There were roughly 25 major wildfires burning in California as of Wednesday, according to the state's Department of Forestry and Fire Protection, bringing the collective number of acres burned in 2020 to 3.3 million.
"None of them has been ignited by utility equipment as far as anybody can tell, but it's still having a financial impact on utilities," Weissman said, adding, "what's happening now is that the utilities have to conduct their businesses within the existing environment, and the existing environment includes a very dramatic likelihood that there will be more fires — and it'll be very severe."
In research updates issued Wednesday, S&P revised the outlook for San Diego Gas & Electric (SDG&E), Pacific Gas & Electric (PG&E) and parent company PG&E Corporation, and Southern California Edison (SCE) and parent company Edison International to negative.

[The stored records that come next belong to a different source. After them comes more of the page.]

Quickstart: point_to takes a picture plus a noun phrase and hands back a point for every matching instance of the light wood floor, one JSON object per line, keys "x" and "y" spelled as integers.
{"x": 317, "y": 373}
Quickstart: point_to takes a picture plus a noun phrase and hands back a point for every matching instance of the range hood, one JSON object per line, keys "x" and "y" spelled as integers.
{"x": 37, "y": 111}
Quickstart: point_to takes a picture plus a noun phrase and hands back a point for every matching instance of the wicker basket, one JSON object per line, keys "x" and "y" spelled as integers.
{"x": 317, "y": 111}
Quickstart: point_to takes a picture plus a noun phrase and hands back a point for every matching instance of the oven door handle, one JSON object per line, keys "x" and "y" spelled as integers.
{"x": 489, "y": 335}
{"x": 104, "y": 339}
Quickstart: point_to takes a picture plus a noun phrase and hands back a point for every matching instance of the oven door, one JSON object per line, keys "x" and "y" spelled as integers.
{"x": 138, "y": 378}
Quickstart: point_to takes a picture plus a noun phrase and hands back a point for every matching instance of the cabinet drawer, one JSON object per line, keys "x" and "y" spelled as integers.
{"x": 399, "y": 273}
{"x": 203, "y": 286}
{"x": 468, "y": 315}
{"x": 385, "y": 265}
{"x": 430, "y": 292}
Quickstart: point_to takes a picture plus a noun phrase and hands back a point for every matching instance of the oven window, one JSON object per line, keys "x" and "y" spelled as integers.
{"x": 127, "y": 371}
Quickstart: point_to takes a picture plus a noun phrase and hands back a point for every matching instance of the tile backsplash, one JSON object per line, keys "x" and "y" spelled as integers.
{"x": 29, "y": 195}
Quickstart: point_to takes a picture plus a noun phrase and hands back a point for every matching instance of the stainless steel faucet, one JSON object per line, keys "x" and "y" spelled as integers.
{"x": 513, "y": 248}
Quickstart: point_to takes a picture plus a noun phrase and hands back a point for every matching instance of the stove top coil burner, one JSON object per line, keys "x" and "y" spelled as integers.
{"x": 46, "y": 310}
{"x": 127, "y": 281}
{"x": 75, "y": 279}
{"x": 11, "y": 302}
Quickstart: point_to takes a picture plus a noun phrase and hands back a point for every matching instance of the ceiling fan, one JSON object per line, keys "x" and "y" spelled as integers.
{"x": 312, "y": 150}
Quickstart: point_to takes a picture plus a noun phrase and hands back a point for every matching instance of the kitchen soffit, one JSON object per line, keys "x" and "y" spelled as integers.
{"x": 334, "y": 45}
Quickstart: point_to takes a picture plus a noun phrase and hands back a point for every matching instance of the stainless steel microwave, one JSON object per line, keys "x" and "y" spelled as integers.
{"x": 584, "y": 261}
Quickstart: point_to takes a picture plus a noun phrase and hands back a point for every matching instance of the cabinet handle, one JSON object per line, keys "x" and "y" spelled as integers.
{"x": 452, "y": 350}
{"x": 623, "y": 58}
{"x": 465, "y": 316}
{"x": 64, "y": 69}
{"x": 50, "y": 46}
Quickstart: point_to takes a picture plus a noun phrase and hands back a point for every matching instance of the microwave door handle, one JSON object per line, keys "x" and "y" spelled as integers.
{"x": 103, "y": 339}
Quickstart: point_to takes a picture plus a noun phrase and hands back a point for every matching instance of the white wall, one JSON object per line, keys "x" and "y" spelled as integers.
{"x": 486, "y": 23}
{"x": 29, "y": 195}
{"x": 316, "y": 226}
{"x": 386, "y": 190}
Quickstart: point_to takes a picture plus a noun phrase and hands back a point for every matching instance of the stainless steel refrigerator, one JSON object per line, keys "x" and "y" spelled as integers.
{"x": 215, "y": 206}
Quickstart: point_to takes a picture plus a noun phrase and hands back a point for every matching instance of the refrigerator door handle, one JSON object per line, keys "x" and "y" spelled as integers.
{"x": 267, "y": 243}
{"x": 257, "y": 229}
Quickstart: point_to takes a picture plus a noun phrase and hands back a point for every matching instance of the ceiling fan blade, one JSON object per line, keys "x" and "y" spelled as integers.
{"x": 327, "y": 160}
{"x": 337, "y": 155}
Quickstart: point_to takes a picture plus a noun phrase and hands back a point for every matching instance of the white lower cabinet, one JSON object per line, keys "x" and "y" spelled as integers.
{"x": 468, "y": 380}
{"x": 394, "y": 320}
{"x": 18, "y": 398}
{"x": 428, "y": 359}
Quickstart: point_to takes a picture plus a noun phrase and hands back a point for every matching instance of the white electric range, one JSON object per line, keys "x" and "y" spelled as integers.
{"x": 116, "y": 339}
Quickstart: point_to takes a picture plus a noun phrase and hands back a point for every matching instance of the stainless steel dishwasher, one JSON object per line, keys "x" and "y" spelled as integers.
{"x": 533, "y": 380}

In 2019, California decision-makers set up a $21 billion wildfire insurance fund — seeded by utility shareholders and ratepayers — to address the financial implications of the wildfires. But while that fund reduces utilities' credit risk exposure to a certain extent, it doesn't automatically replenish, according to the analysts.
"The evidence of wildfire acceleration in just the beginning of this wildfire season could, in our view, increase the probability of a California investor-owned electric utility causing a catastrophic wildfire, depleting the wildfire fund sooner than expected," S&P said.
California could very easily wind up repeating the cycle of 2017 and 2018, which led to billions of dollars in wildfire liabilities, Weissman said. And if it were to exhaust the wildfire fund, it would be very difficult to replenish, since that would require raising rates for ratepayers or getting contributions from utility shareholders.
One cause for concern for utilities is the pace of the fires, according to S&P. During the 2019 wildfire season, less than 260,000 acres burned in the state during the entire wildfire season, destroying less than 750 structures and causing three fatalities. This year — despite it being early stages of the state's wildfire season — fires have burned more than 3 million acres, damaged more than 5,300 structures and caused more than 20 fatalities, according to S&P.
"We believe the acceleration of adverse wildfire conditions is partially affected by the 2020 below-average rainfall, which we believe could potentially signal a longer and more devastating wildfire season," analysts said, contributing to "a very difficult regulatory and political environment."
The fires come against the backdrop of broader challenges to California's electric landscape, including rolling blackouts initiated in August as a result of high temperatures and energy demand. S&P expects that utilities will have to deploy more public safety power shut-offs — which are specifically used during times of wildfire risk — as well. And if outages and shut-offs become more common, "frustrated customers and politicians could negatively affect California's investor-owned electric utilities ability to consistently manage regulatory risk."
PG&E spokesperson James Noonan said in an emailed statement that the utility is working to further reduce the threat of wildfire through its community wildfire safety program, and that the creation of the state's wildfire fund was an important measure to mitigate the impacts of wildfires and bring financial stability to energy providers.
"We are committed to continuing to work together with first responders and other stakeholders for the duration of the historic 2020 fire season and in the years ahead," Noonan added.
"S&P’s revised global ratings outlook on SDG&E is directly related to wildfire risk the entire west coast is experiencing, and not a reflection of SDG&E’s strong and stable financial performance and history of effective wildfire mitigation and prevention programs," SDG&E said in an emailed statement.
Edison International declined to comment.